Como ocurrió con el diagnóstico de Arroyo Salgado frente al mareo del Gobierno, también la decisión de Gerardo Pollicita de apelar aquella desestimación de Rafecas adquirió una dimensión especial comparada con el apresuramiento del juez. El fiscal impuso, sobre todo, un criterio de sentido común. Opinó que el rechazo de Rafecas, sin reparar en las pruebas solicitadas, podía tener el mismo sentido extremo que pudo apreciar en aspectos de la denuncia de Nisman. Y que dada la gravedad institucional de la teoría del encubrimiento terrorista por la AMIA lo más saludable resulta realizar la investigación. Para aventar sospechas y recuperar algo de la confianza popular.
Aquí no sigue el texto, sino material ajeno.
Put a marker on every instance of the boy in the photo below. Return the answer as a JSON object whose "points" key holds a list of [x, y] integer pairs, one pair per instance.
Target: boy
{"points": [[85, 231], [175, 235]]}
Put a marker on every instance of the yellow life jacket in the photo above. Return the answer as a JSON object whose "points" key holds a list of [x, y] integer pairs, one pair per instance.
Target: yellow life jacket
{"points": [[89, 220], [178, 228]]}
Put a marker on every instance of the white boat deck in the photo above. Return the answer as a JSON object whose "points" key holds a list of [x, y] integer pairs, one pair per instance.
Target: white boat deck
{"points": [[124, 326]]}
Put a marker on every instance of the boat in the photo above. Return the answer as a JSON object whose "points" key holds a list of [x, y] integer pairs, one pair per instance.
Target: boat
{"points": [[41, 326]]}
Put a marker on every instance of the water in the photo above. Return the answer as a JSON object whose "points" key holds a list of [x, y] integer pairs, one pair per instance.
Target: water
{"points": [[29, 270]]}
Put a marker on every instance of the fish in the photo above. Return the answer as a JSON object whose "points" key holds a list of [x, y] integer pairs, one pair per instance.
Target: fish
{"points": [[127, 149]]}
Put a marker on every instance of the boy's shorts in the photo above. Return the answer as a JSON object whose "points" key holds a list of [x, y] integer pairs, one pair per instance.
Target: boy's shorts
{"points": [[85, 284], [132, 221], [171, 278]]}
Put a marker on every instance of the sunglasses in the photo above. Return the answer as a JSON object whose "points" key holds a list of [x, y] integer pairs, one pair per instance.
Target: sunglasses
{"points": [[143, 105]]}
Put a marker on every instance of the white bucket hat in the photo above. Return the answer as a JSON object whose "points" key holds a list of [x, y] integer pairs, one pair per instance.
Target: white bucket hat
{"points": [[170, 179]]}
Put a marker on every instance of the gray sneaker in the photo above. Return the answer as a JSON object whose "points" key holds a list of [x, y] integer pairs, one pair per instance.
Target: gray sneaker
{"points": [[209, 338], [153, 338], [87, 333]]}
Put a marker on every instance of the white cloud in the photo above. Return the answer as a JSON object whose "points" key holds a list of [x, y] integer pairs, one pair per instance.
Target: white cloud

Tal vez, aquella ofensiva del fiscal muerto se demuestre en el futuro inoperante. Pero serviría, al menos, para descubrir el basural por donde se acostumbró a transitar la política kirchnerista. Algunas de las escuchas difundidas, de las cientos que poseía Nisman para su denuncia, resultarían aterradoras. Luis D’Elía, el ex piquetero, aparecería casi como un personaje marginal. Importarían más las conversaciones del delegado iraní, Alejandro Khalil. También alusiones al sheik Suhail Assad, vínculo de Hezbollah y discípulo de Mohsen Rabani, ex agregado cultural iraní en la Argentina y uno de los acusados por Nisman. O las revelaciones de Alan Bogado. Este espía o no espía, según la versión del Gobierno, fue el único personaje que Rafecas dejó fuera de la desestimación. Se lo escucha a Bogado hablar sobre La Cámpora, sobre las actividades de Cristina y detalles sobre su salud, entendibles en alguien del riñón de la Casa Rosada o de Olivos. El hombre del poder oculto empezó en las últimas horas a blandir también la teoría del golpismo. Se presentó a declarar en Tribunales para enchastrar con esta historia a algún dirigente que trabajaría en el Frente Renovador, que lidera Sergio Massa.
A lo mejor nada de todo aquel submundo alcanza para convertir en judiciable la denuncia de Nisman. Pero habría informaciones de esos personajes que empalmarían con lo que se pudo verificar en la realidad. ¿Transó o no Cristina con el régimen de Teherán?
No existe indicio de que la Presidenta y su Gobierno hayan tenido que ver con el trágico epílogo del fiscal. Pero se trata del peor episodio de violencia política desde el 2001. Y uno de los más graves de la nueva democracia. Eduardo Duhalde no gatilló en el 2002 contra Maximiliano Kostecki y Darío Santillán. Pero supo asumir su responsabilidad política. Esas diferencias no se agotarían simplemente en los gestos.